Tanning Beds Are a Safe Way to Tan
Health and skin experts agree: There is no safe way to tan, and tanning beds are no exception. Tanning beds work by exposing the skin to UV rays, which have been proven to cause skin cancer. The United States Department of Health and Human Services has classified exposure to sunlamps or sunbeds as "known to be carcinogenic to humans" and says that the longer the exposure, the greater the risk, especially to people exposed before the age of 30 [source: HHS]. Many states are discussing legislation to restrict access to tanning salons, especially for young people under 18.
A few years ago, the indoor tanning industry promoted that the bulbs used in tanning beds use more UVA rays than the UVB rays that are more likely to cause a burn, hoping this would convince people tanning beds were a safer alternative to natural light.
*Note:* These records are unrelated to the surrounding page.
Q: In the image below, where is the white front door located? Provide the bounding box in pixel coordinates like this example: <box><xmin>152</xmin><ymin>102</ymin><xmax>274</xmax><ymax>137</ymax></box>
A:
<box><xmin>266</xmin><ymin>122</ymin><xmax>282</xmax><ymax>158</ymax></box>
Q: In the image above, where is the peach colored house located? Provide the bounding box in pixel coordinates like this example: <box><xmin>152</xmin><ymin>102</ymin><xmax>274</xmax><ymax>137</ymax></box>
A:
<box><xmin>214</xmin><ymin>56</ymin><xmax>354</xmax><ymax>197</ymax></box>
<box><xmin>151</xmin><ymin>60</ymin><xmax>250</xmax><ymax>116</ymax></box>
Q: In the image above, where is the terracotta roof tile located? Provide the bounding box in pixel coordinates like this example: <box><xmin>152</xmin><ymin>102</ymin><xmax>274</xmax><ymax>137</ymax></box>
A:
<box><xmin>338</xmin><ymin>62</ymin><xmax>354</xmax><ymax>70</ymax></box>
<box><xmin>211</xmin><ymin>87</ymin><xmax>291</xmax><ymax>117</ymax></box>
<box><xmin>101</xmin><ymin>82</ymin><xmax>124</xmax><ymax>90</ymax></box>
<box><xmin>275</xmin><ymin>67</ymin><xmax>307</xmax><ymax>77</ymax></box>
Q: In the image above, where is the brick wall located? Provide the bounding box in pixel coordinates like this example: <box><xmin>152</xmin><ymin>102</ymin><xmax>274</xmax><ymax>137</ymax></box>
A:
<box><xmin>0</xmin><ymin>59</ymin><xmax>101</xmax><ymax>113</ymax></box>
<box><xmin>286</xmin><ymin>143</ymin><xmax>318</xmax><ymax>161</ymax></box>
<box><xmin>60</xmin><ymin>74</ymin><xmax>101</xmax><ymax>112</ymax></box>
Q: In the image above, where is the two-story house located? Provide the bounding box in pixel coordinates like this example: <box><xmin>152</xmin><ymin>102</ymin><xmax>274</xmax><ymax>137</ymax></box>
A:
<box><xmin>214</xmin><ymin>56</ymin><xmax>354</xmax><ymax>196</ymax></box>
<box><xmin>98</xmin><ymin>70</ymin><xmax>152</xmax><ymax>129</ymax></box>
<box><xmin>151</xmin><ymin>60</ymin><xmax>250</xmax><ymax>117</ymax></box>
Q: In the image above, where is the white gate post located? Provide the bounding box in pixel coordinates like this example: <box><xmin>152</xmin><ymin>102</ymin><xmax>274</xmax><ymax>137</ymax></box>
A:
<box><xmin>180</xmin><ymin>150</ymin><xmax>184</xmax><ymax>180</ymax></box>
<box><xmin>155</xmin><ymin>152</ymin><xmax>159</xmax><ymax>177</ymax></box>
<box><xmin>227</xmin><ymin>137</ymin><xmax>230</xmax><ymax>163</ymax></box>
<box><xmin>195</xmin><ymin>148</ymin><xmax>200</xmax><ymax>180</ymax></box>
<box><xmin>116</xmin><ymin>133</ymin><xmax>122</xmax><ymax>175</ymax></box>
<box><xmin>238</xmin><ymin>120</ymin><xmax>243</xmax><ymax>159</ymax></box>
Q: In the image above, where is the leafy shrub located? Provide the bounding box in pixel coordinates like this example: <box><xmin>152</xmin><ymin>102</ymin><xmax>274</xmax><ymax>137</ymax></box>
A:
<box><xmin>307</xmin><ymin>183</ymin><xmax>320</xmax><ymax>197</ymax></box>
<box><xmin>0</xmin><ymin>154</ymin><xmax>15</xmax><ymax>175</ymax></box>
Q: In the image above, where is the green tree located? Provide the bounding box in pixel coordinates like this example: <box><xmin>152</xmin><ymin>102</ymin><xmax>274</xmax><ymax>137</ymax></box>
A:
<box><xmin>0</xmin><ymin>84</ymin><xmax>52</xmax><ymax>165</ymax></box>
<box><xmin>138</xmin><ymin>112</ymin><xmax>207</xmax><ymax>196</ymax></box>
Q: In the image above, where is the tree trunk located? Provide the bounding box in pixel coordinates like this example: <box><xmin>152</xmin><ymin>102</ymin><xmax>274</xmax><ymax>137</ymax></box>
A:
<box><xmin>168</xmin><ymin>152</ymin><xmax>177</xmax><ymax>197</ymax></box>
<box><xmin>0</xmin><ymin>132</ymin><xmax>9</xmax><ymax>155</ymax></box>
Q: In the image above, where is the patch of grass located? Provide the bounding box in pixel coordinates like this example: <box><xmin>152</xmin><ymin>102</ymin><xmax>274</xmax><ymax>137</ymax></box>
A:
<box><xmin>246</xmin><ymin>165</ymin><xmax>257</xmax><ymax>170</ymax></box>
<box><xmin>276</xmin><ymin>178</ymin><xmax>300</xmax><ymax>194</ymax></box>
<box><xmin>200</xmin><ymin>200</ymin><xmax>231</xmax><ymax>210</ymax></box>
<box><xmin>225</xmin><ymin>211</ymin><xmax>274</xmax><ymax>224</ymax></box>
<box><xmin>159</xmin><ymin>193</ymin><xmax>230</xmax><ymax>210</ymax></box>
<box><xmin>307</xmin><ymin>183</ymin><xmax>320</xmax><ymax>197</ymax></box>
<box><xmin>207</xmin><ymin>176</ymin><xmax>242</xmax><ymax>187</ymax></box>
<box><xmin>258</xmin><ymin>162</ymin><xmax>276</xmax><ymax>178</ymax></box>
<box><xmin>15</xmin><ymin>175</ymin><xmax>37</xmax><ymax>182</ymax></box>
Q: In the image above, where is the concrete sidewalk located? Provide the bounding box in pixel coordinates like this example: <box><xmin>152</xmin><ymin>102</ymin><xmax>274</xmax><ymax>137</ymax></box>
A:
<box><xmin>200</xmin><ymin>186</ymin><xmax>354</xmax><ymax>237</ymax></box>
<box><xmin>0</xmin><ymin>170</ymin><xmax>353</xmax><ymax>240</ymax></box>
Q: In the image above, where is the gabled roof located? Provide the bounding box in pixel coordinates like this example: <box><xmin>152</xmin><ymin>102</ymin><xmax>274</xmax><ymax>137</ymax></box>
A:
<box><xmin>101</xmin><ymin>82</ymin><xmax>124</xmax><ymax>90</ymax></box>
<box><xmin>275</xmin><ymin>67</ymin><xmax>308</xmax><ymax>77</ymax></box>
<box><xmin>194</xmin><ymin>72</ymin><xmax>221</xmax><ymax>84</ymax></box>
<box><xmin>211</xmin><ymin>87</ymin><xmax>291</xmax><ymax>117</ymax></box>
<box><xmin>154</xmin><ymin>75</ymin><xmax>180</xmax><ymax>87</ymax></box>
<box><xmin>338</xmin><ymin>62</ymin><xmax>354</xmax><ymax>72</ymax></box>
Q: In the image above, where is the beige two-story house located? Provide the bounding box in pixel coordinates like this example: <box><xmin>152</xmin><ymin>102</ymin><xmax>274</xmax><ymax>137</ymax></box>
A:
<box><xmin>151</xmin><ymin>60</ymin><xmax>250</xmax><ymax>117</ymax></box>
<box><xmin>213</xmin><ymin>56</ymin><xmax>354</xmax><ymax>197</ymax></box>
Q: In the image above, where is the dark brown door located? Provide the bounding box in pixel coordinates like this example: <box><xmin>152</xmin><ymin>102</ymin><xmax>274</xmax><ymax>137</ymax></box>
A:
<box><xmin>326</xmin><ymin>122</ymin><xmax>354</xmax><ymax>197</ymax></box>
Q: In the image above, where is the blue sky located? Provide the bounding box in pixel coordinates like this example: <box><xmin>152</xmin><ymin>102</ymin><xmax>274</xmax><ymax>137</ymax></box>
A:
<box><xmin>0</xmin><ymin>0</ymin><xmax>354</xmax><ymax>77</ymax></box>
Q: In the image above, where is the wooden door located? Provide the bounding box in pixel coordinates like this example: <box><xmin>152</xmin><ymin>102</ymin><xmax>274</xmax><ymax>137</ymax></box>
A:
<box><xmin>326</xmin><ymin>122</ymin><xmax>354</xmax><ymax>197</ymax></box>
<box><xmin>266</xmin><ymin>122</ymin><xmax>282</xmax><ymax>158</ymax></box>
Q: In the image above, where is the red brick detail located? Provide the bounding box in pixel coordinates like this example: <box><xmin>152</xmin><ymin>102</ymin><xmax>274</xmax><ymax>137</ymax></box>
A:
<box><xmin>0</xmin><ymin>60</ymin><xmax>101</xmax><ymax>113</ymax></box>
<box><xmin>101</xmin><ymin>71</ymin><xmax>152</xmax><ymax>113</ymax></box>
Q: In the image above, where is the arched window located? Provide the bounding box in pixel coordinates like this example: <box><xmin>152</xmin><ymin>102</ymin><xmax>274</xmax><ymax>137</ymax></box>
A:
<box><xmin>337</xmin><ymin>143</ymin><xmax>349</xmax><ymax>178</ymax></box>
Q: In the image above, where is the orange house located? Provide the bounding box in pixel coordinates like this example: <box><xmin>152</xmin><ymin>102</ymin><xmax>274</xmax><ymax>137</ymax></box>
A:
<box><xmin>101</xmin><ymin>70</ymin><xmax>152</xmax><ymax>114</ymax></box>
But the World Health Organization (WHO) determined that they are equally dangerous, and UVA rays may be even more likely to cause melanoma, the most deadly of skin cancers [source: WHO].
Overuse of tanning beds can also lead to wrinkles, sunspots and other sights of premature aging. Even teenagers may notice additional moles or freckles after repeated visits to the tanning bed -- a certain sign of sun damage.
And if you've heard that indoor tanning promotes good health by boosting vitamin D levels, don't believe it. Most people get all the vitamin D they need from ordinary sun exposure and a balanced diet that includes dairy products, breads, fish and eggs.